It has long been accepted wisdom that people perform better or worse in work and life in proportion to their self-belief. Henry Ford is reported to have said, ‘Whether you think you can or think you can’t, you’re right.’
There is much truth in this: our mindset determines our outcomes to a significant degree. However, this is only part of the picture… and a part that fits nicely with our individualistic culture that holds each person individually responsible for their outcomes. It doesn’t take appropriate account of the impact of those around us on our outcomes. Nor of our responsibility as leaders or teachers for those around us.
Could it be that your staff or your students actually perform better or worse depending on the extent to which YOU believe in THEM?
This is fascinating: in 1963 a psychologist called Bob Rosenthal at Harvard experimented with his students using two groups of rats. He put the rats in two cages, one labelled ‘trained and intelligent rats’ the other labelled ‘dull and dim-witted rats’. Later in the day he told his students to put the rats in a maze and time how long it took each to get out. He didn’t tell them that, in fact, the two groups of rats were no different and randomly selected. Here’s what happened:
The rats the students believed were brighter performed twice as well!
It was almost like magic.
How come?
What Rosenthal discovered is that the students unconsciously handled the ‘bright’ rats – of whom they had higher expectations – more warmly and gently. This in turn enhanced the rats’ performance! In other words, the rats became brighter when expected to!
Could the same be true for people?
Rosenthal was keen to check this out… in a school in San Francisco he literally tossed a coin to decide which students would be placed in which category and then told the teachers that one group were ‘high potentials’ and the others weren’t. They did not tell the students this. This is what happened:
“Teachers gave the ‘smart’ pupils more attention, more encouragement and more praise, thus changing how the students saw themselves, too. The effect was clearest amongst the youngest kids, whose IQ scores increased by an average of twenty-seven points in a single year.”
Fifty years on this research has been confirmed countless times in the army, in universities, in courtrooms, in families, in nursing homes and within organisations. How is it that we have not applied this truth in our schools and workplaces? The fact is, the way we each treat people affects their performance.

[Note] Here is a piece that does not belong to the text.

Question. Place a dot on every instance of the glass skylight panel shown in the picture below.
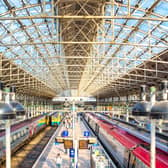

And often we treat people a certain way due to unconscious bias and prejudices based upon preconceived ideas and arbitrary socially constructed divisions like gender, class, race, ability etc.
If I can enable others to perform better by believing in them then the converse is also true. This has been harder to test for ethical reasons but an infamous experiment that has become known as ‘The Monster Study’ demonstrated the point startlingly. In 1939 twenty orphans were split into two random groups. One group were told they were good articulate speakers, the other group that they were destined to become stutterers. The outcome… multiple individuals in the latter group developed lifelong speech impediments!
We should, of course, be horrified at such an experiment. However I would argue that we should be more horrified that in actual fact this is an everyday occurrence in our society, workplaces and schools. Some people are told they are ‘low ability’ and categorised as such overtly in our schools. Some people are told they will ‘never amount to much’. Some people are treated with suspicion because of the colour of their skin. Some are treated as ‘weak’ because of their gender or inferior because of their class. And every day these divisions and biases exacerbate those divisions and stunt, hinder and destroy the hopes and potential of countless unique and precious people.
How are you treating those in your care?
Do you believe in them? If you want to get more out of your people then start with you: are you exuding positivity, belief, care and hope? Or have you unconsciously or consciously negatively categorised some of those you lead? You will reap the consequences either way.